DESCRIPTION (provided by applicant): Cyclic 3', 5'-adenosine monophosphate (cAMP), the classical second messenger, regulates many diverse cellular functions. Although much has been learned about cAMP and cAMP-dependent protein kinase (PKA), there are still large gaps in our understanding of the spatial and temporal nature of cAMP signals and the molecular mechanisms that specifically couple cAMP and its effectors, including PKA and recently discovered exchange proteins directly activated by cAMP (Epac). The overall goal of our research is to elucidate the mechanisms and functional significance of cAMP compartmentation in achieving high specificity in cAMP signaling. The specific aims are: 1) To further develop genetically encoded cAMP indicators and characterize the distinct cellular pools of cAMP generated by transmembrane and soluble adenylyl cyclases (AC). This proposed aim builds on preliminary data obtained with a fluorescent cAMP indicator that was recently developed in this laboratory and tests the involvement of AC and phosphodiesterase in establishing distinct pools of cAMP. A new generation of indicators will also be engineered. 2) To identify the functional effectors of mitochondrial cAMP. Imaging with the fluorescent cAMP indicator revealed rapid accumulation of cAMP in mitochondria following activation of beta adrenergic receptor, the functional role of which remains unknown. Epac will be tested as the functional effector of mitochondrial cAMP using fluorescent imaging, protein engineering, chemical biology and biochemical techniques. 3) To analyze the linkage between beta adrenergic receptor (beta-AR) and PKA and the effect of insulin on this linkage. Live-cell fluorescence imaging, biochemical assays, and pharmacological manipulation will be used to test the hypothesis that the linkage between beta-AR and PKA is disrupted by chronic insulin pretreatment. The studies proposed here should lead to a greater understanding of the molecular mechanisms that compartmentalize the production, degradation, and functional coupling of cAMP to the effectors. Impaired cAMP signaling has widespread implications for clinical conditions such as obesity and type II diabetes mellitus, particularly as it relates to normal adipocyte metabolism. A mechanistic understanding of cAMP signaling specificity is crucial to developing therapeutic strategies for these clinical conditions.

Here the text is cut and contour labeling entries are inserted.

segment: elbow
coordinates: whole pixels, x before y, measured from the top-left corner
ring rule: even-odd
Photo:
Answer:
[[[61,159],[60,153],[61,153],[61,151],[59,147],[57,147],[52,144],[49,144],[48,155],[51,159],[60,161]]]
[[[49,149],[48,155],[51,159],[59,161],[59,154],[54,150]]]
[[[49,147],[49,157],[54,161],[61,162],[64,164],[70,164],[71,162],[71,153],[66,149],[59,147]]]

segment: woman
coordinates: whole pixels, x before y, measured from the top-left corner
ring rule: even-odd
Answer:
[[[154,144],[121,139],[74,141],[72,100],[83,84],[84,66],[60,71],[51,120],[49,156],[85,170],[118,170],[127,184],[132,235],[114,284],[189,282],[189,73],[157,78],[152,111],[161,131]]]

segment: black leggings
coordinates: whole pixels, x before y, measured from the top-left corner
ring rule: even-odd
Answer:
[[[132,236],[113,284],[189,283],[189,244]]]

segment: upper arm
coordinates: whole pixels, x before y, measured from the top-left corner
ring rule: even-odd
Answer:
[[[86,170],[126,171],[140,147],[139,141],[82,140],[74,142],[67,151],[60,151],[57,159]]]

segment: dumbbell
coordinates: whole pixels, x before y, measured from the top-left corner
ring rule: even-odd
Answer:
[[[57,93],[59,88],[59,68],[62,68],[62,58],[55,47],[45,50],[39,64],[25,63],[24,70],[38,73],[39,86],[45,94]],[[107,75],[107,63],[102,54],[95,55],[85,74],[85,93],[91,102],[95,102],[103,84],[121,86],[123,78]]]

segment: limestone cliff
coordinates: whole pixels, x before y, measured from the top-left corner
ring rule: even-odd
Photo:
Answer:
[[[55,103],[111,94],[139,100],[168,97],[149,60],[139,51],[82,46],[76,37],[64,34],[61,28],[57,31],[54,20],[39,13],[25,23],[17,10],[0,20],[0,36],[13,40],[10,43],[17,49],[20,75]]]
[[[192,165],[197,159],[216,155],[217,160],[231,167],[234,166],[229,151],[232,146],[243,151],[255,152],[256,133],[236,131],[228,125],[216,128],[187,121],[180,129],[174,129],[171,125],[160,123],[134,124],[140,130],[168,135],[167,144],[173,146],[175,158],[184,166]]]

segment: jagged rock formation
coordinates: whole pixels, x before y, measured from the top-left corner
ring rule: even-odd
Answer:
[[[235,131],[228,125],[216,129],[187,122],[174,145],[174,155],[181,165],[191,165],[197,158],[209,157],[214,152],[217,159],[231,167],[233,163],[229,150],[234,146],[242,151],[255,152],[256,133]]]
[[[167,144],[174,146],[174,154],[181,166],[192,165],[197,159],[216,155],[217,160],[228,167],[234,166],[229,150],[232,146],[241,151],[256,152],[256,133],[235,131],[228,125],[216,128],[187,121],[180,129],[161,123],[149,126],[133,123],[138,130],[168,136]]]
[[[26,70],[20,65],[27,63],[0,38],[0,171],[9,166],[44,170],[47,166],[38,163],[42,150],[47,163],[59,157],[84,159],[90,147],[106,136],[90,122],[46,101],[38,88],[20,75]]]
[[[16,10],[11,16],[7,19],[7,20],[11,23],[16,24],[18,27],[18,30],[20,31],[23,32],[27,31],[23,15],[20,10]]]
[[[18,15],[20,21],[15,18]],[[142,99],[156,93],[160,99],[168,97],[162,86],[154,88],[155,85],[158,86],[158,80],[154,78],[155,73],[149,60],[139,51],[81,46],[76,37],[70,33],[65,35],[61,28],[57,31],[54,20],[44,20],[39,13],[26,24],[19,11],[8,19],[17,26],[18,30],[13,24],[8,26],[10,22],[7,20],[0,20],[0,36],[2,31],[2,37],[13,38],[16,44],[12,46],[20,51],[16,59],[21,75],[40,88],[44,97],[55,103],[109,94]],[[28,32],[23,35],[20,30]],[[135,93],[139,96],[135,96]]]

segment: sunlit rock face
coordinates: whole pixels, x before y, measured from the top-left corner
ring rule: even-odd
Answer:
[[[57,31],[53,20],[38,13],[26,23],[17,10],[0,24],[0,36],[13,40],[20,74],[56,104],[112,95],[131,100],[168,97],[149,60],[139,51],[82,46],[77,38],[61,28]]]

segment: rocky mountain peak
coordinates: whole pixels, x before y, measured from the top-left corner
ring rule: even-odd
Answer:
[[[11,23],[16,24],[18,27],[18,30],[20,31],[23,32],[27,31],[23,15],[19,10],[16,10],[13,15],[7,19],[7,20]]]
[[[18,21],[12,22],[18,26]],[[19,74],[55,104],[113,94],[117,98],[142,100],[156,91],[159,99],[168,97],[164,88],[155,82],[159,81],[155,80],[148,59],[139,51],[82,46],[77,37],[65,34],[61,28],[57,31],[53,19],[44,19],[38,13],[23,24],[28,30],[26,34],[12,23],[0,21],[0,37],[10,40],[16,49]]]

描述（由申请人提供）：经典第二信使（CAMP）的环状3'，5'-腺苷（CAMP）调节许多不同的细胞功能。尽管关于营地和cAMP依赖性蛋白激酶（PKA）的了解很多，但我们对营地信号的空间和时间性质以及特殊搭配营地及其效应子（包括PKA）的分子机制的理解仍然存在很大的差距，包括PKA，最近发现了CAMP直接激活的交换蛋白（EPAC）（EPAC）。我们研究的总体目标是阐明营地隔室在达到cAMP信号中高特异性方面的机制和功能意义。具体目的是：1）进一步开发遗传编码的cAMP指标，并表征由跨膜和可溶性腺苷循环酶（AC）产生的cAMP的独特细胞池。该拟议的目的是建立在最近在该实验室中开发的荧光cAMP指标获得的初步数据，并测试了AC和磷酸二酯酶在建立不同的CAMP池中的参与。新一代的指标也将进行设计。 2）确定线粒体cAPP的功能效应子。用荧光cAMP指标进行成像显示，在激活β肾上腺素能受体激活后，cAMP在线粒体中的迅速积累，其功能作用仍然未知。 EPAC将使用荧光成像，蛋白质工程，化学生物学和生化技术来测试线粒体cAMP的功能效应因子。 3）分析β肾上腺素能受体（Beta-AR）和PKA之间的联系以及胰岛素对这种链接的影响。活细胞荧光成像，生化测定和药理学操作将用于检验以下假设：βAR和PKA之间的连接受到慢性胰岛素预处理的破坏。这里提出的研究应更深入地了解将CAMP与效应子的产生，降解和功能耦合分散的分子机制。营地信号受损对肥胖症和II型糖尿病等临床状况具有广泛的影响，特别是因为它与正常的脂肪细胞代谢有关。对CAMP信号特异性的机械理解对于为这些临床状况制定治疗策略至关重要。